Recently renovated, Hillcrest offers the best in contemporary comfort allowing guest to experience one of the olde towne’s treasures.
The fine house known as Hillcrest was built on two early land grants. On the northern half stood the 17th century home of widow Alice Finney. To the south Daniel Jones erected a stone residence soon after it was granted in 1699. After Finney’s daughter married Jones, the two properties were joined to form one of the largest lots in the town. Ownership remains unclear after the Jones family died out in the 1750s, but a house was standing on the lot when Mary Leacraft and Richard Minors sold the property to Richard Prudden in 1789. The deed to a neighbouring property reveals that Prudden was living there three years earlier as a tenant. Originally from Southampton, Prudden was a highly successful merchant who channeled his profits into purchasing many of the lots surrounding Hillcrest.
Hillcrest was a 'U' shaped building. During the 1840's it became the first American Consulate and in 1876 the 'U' was filled in and a wooden verandah was added to the front, changing to concrete in 1920. Sold to the Robinson family in 1961, Hillcrest was converted into a guest home.
Purchased in January 2015, a full renovation has been done from plumbing to electrical. With all new flooring and furniture this magnificent guesthouse is licensed and open for business.
Where did the name Aunt Nea’s Inn come from?

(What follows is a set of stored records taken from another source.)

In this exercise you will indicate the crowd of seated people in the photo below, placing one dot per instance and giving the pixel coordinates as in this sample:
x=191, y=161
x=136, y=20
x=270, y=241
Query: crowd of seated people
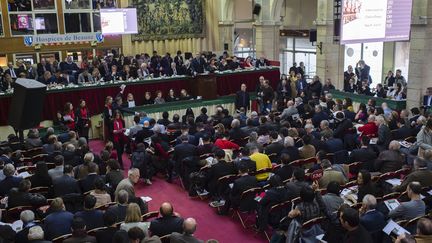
x=72, y=190
x=114, y=67
x=248, y=146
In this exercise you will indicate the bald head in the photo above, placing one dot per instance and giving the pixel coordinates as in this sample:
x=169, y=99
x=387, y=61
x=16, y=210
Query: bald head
x=189, y=226
x=166, y=209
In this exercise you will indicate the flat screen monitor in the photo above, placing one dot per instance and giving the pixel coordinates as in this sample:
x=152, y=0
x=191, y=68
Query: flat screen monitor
x=119, y=21
x=40, y=23
x=375, y=21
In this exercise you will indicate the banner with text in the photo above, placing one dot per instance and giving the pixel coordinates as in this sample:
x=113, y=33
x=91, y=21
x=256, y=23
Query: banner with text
x=32, y=40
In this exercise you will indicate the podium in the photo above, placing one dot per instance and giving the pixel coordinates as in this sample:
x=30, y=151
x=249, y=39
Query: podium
x=204, y=86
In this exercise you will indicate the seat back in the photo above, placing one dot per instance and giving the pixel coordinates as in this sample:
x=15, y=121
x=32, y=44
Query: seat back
x=149, y=215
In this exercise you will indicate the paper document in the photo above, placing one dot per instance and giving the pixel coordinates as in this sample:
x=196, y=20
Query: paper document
x=391, y=204
x=146, y=199
x=394, y=229
x=394, y=181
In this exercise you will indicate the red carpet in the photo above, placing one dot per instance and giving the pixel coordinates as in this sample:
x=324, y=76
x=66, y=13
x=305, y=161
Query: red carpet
x=210, y=225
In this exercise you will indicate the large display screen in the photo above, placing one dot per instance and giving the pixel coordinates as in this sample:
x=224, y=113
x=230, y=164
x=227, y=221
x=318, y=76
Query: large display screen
x=119, y=21
x=375, y=20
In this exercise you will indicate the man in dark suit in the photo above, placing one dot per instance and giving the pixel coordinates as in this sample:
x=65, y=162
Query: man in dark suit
x=10, y=181
x=420, y=174
x=234, y=199
x=332, y=145
x=242, y=99
x=290, y=149
x=28, y=218
x=296, y=184
x=13, y=72
x=383, y=133
x=363, y=154
x=87, y=184
x=31, y=72
x=43, y=66
x=107, y=234
x=403, y=131
x=167, y=223
x=93, y=218
x=370, y=218
x=362, y=71
x=198, y=64
x=285, y=171
x=178, y=59
x=59, y=221
x=119, y=210
x=6, y=154
x=189, y=228
x=182, y=151
x=216, y=171
x=66, y=184
x=22, y=197
x=274, y=148
x=236, y=133
x=319, y=116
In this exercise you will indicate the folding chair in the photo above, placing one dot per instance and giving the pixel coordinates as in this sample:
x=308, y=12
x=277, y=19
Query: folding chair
x=61, y=238
x=246, y=198
x=149, y=215
x=93, y=232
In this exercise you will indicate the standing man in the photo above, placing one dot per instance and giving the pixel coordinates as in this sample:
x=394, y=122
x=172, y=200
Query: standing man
x=267, y=98
x=362, y=72
x=31, y=72
x=242, y=98
x=198, y=64
x=11, y=71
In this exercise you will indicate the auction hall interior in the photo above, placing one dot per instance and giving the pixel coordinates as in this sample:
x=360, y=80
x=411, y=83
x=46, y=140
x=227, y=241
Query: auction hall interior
x=186, y=121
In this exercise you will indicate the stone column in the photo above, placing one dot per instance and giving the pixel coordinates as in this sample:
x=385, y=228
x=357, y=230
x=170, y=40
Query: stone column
x=330, y=59
x=267, y=40
x=226, y=35
x=420, y=72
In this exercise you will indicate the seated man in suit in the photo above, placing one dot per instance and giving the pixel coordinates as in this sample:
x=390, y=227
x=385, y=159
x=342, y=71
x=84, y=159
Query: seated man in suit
x=189, y=228
x=363, y=154
x=120, y=208
x=6, y=155
x=66, y=183
x=411, y=209
x=107, y=234
x=275, y=147
x=79, y=233
x=262, y=162
x=168, y=223
x=22, y=197
x=9, y=181
x=330, y=174
x=403, y=131
x=240, y=185
x=218, y=170
x=93, y=218
x=87, y=184
x=285, y=171
x=370, y=218
x=420, y=174
x=332, y=145
x=59, y=221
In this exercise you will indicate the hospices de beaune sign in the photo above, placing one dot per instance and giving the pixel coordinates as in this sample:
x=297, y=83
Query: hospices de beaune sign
x=31, y=40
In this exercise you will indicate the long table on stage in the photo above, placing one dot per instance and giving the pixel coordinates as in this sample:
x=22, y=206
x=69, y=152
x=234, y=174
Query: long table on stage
x=226, y=83
x=359, y=98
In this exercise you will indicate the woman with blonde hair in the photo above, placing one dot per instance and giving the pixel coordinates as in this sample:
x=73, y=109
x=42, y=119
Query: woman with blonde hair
x=133, y=219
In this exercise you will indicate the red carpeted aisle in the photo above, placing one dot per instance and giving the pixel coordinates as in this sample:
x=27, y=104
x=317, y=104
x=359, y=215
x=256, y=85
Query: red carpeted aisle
x=210, y=225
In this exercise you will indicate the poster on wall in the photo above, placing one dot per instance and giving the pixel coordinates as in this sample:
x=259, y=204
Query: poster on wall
x=174, y=19
x=23, y=21
x=375, y=21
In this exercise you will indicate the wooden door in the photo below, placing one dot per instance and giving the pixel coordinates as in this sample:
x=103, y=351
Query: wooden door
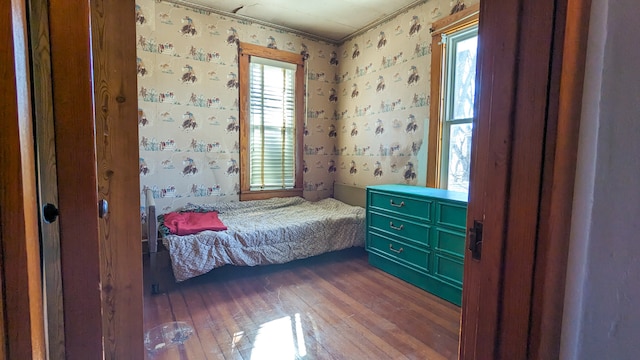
x=95, y=112
x=521, y=178
x=47, y=177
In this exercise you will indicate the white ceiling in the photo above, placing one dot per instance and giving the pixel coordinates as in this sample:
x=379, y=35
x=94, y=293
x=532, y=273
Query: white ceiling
x=331, y=20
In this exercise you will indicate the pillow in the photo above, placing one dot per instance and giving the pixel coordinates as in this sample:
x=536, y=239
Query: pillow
x=187, y=223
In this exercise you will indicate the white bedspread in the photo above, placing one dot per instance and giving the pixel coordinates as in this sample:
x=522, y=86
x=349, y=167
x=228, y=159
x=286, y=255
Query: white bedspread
x=267, y=232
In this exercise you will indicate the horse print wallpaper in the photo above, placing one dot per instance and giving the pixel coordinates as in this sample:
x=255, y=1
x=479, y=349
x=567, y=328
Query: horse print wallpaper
x=367, y=102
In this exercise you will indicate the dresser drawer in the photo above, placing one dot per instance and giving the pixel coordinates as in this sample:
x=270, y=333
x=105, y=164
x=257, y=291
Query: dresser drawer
x=451, y=214
x=448, y=269
x=414, y=207
x=449, y=242
x=398, y=250
x=397, y=226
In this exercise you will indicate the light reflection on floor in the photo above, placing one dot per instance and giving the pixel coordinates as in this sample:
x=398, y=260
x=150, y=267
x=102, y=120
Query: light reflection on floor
x=277, y=339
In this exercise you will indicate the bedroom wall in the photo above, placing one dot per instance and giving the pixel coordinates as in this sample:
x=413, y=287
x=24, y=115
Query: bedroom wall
x=383, y=99
x=188, y=104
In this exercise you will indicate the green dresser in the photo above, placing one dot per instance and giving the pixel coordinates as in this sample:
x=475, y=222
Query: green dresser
x=418, y=234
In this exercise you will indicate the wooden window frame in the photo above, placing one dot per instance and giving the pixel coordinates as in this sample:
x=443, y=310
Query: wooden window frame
x=458, y=21
x=245, y=51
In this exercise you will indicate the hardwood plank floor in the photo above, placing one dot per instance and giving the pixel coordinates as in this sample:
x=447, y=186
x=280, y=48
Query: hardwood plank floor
x=333, y=306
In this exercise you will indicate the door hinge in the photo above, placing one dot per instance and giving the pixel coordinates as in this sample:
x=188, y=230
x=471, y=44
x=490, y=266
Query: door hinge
x=475, y=240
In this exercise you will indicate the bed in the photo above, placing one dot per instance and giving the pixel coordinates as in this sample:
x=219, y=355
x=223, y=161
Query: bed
x=259, y=232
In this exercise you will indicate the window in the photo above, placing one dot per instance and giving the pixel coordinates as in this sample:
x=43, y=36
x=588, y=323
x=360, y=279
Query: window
x=271, y=122
x=454, y=51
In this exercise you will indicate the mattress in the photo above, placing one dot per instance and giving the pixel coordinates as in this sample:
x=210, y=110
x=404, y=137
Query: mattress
x=271, y=231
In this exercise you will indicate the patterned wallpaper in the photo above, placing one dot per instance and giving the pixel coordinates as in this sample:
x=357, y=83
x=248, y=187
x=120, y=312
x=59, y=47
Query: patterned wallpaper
x=383, y=99
x=188, y=104
x=367, y=102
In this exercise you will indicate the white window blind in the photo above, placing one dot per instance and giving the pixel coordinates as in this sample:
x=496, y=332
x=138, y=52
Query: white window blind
x=460, y=67
x=272, y=124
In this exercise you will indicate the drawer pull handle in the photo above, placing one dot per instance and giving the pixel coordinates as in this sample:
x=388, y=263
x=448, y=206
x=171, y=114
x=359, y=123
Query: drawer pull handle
x=395, y=227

In 1804, noteworthy Irish poet Thomas Moore was living at the Inn as a guest of the American Consul where he met his unrequited love and inspiration for the poem Odes to Nea, Hester “Nea” Tucker. Nea lived adjacent to the property and was the wife of William Tucker, making such a poem of romantic and infatuated prose notably more scandalous. While Moore’s stay in Bermuda was brief, the poem lives on as a tale of Moore’s romanticism of the island.